After a neural network has been trained, the next step is to estimate how well the model will perform on new data. Method Accuracy computes the percentage of correct predictions that are made on the test data that was withheld from training. Method Accuracy uses a winner-takes-all approach that's best explained by example. Suppose a set of input values is (5.0, 4.0, 1.0, 2.0) and the target correct output is (0, 1, 0), which represents Iris versicolor in 1-of-N encoded form. Now suppose that, after training, the neural network computed output values for inputs (5.0, 4.0, 1.0, 2.0) are (0.15, 0.60, 0.25). Notice that because the demo program uses softmax activation, the output values are all between 0 and 1, and sum to 1.0, and so can be interpreted as probabilities. Therefore, in this case, because the highest probability is 0.60, I'd conclude that outputs (0.15, 0.60, 0.25) map to (0, 1, 0), and the predicted value is correct. But suppose instead that the computed outputs were (0.55, 0.20, 0.25). That output set would map to (1, 0, 0) and the predicted value would be incorrect.

So, to compute neural network classification accuracy when using softmax activation, the idea is to determine which cell of the output array holds the largest value. If that cell index matches the location of the single 1 value in the 1-of-N encoded target values array, the prediction is correct; otherwise, the prediction is incorrect.

Good News, Bad News

The good news is that the explanation presented here, along with the code that accompanies this article, will allow you to create a production-quality software system that uses a neural network to make predictions on real-life data.

The bad news is that there are many details that were not covered in this article. These details include the following:

- Splitting the original data set into train and test sets is called hold-out validation. In many situations using a different technique called k-fold cross-validation is preferable.
- Neural networks that are trained using back-propagation are extremely sensitive to the values used for the learning rate and momentum. There are advanced techniques, including using multiple learning rates and using adaptive momentum values, that can greatly improve neural network accuracy.
- A major problem when using any form of neural network is that your model might train too long and over-fit the training data, but then perform poorly on new, previously unseen data. There are techniques to deal with over-fitting, including weight decay and train-validate-test early stopping.
- Another issue when using neural networks is determining how many hidden nodes to use. Although there are some exotic techniques available, in most situations you must resort to a certain amount of trial-and-error experimentation.
- Although research results are mixed, some people who use neural networks with back-propagation prefer to use a minor variation called cross-entropy error.
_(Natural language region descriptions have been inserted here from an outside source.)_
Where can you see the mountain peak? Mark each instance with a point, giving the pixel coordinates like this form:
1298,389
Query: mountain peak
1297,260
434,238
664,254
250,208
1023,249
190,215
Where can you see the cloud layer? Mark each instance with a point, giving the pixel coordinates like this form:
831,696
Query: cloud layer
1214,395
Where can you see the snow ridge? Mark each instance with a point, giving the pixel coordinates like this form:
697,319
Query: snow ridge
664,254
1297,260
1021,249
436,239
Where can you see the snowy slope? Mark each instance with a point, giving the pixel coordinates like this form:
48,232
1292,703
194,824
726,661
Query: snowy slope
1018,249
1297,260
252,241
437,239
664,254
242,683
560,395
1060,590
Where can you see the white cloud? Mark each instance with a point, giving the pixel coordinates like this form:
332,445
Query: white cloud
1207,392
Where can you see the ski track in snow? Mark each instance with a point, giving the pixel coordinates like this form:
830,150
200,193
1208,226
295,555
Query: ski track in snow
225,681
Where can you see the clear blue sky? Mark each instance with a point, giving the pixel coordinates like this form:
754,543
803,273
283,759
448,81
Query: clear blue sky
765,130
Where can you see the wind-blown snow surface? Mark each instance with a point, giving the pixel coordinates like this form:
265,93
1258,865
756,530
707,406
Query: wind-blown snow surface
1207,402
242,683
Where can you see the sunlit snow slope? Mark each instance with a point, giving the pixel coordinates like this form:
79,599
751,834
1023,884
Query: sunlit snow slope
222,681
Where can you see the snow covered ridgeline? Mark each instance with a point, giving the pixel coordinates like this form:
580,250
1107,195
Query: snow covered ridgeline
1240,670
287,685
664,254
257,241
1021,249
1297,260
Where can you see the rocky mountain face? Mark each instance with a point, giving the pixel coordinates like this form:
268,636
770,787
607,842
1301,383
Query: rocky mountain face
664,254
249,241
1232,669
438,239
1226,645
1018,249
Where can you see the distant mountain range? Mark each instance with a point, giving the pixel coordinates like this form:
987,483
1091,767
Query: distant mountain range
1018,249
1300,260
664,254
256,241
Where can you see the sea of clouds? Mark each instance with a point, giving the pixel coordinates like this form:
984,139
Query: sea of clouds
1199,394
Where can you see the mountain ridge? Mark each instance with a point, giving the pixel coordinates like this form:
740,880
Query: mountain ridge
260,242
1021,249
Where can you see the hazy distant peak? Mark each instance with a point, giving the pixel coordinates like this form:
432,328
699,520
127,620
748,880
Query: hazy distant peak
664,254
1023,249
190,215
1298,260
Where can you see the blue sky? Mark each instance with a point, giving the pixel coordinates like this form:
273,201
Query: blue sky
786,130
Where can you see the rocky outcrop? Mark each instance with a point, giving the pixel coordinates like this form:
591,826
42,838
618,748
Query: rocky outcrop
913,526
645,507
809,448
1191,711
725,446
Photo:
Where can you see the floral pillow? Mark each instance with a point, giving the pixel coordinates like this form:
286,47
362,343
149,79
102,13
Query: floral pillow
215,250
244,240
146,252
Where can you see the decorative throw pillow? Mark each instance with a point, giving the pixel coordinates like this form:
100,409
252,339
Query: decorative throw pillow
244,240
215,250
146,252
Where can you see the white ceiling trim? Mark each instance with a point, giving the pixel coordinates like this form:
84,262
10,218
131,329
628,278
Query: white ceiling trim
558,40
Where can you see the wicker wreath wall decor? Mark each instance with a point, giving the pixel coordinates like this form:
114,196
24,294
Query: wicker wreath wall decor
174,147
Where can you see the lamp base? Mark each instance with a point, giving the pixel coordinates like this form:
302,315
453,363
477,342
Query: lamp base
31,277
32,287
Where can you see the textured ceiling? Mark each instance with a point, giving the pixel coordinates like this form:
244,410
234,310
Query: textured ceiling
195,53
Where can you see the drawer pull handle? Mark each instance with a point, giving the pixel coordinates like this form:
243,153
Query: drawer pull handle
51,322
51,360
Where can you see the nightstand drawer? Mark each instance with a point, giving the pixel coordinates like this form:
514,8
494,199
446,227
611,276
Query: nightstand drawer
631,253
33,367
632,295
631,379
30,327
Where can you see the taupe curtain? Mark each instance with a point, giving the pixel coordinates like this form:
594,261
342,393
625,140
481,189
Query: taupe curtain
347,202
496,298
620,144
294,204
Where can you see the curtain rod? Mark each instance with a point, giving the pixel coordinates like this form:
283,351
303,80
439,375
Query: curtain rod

In addition to these issues, instead of using back-propagation, there are entirely different ways to train a neural network. There's some research evidence to suggest that these alternatives, which include particle swarm optimization and real-valued genetic algorithms, may be more effective than back-propagation in many situations.

All these points aside, however, the ability to implement a neural network with back-propagation to make predictions, as presented in this article, can be a valuable and interesting addition to your development skill set.